Neurocritical care is a moving target. As the technology changes, so do the outcomes, and today’s outcomes may well be different than they were five or even three years ago. In order to do traumatic brain injury and neurocritical care well, you have to have enough volume that you’ve seen even those cases that initially looked very unpromising turn around and go well. So you know there is a chance that a patient may do a lot better than first expected.

When family members see a patient unconscious, on a ventilator, they can be so upset by the patient’s appearance that they lose hope. They are also often influenced by their own ideas about this type of medical crisis. For example, they may have heard that stroke or traumatic brain injury is nearly always impossible to recover from.

But even when patients look terribly ill, they may actually have a reversible condition and a good chance for recovery. So a large part of our work in neurocritical care has been the quest to develop more accurate prognoses regarding whether or not a patient is likely to recover, and then help family members understand the situation well enough that they can make an informed decision.

What advice would you give to patients and families regarding living wills and advance directives?

It’s very common for patients not to have a living will. Even when they do, the documents that have been drawn up often do not answer all the questions that can come up in a particular clinical scenario.

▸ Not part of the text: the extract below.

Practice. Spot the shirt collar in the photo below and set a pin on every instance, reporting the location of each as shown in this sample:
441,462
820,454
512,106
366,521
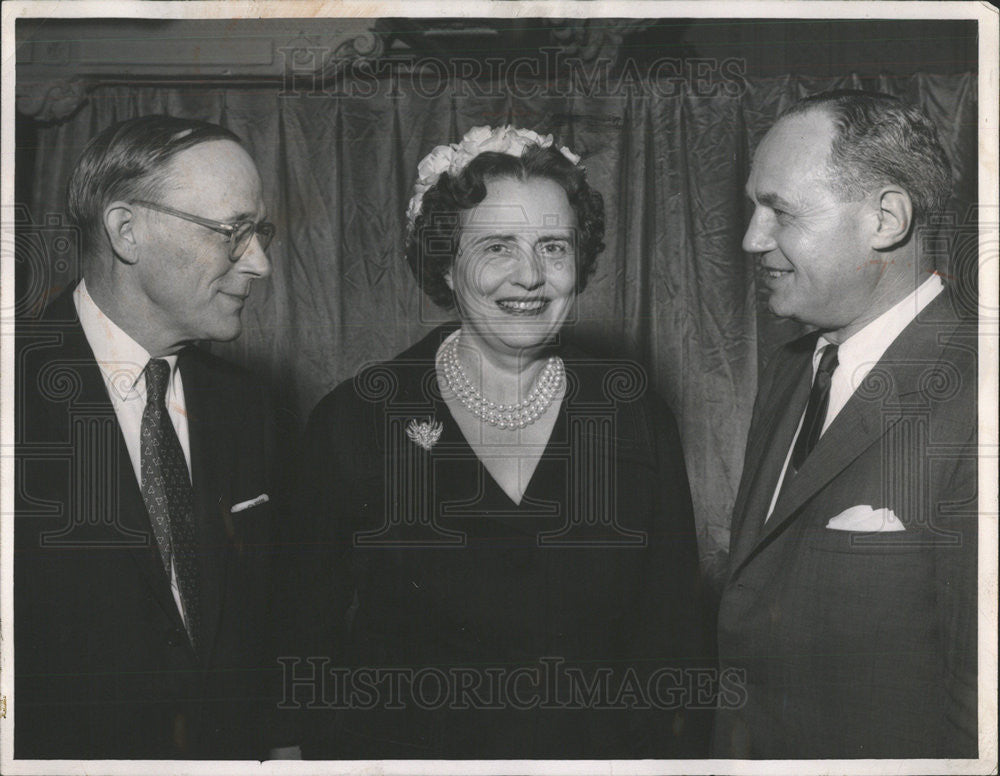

For example, a living will may say something like, "I would not want life-supporting therapy if my physician thinks I have a low likelihood of recovery." So then, it comes down to the physician’s judgment, and how strongly that physician feels about his or her opinion of the situation. Even if a health care surrogate has been appointed, the person may not understand, for example, that every stroke is not the same, or that even patients who look extremely sick may have a chance of recovering.

If you had an advance directive that could cover every specific scenario in detail, it would be 300 pages long. So health-care decision-making when a patient has a life-threatening neurological condition will always be something of a fluid situation. That’s why it’s so important to provide bioethical resources to help families work through these questions and concerns as they emerge.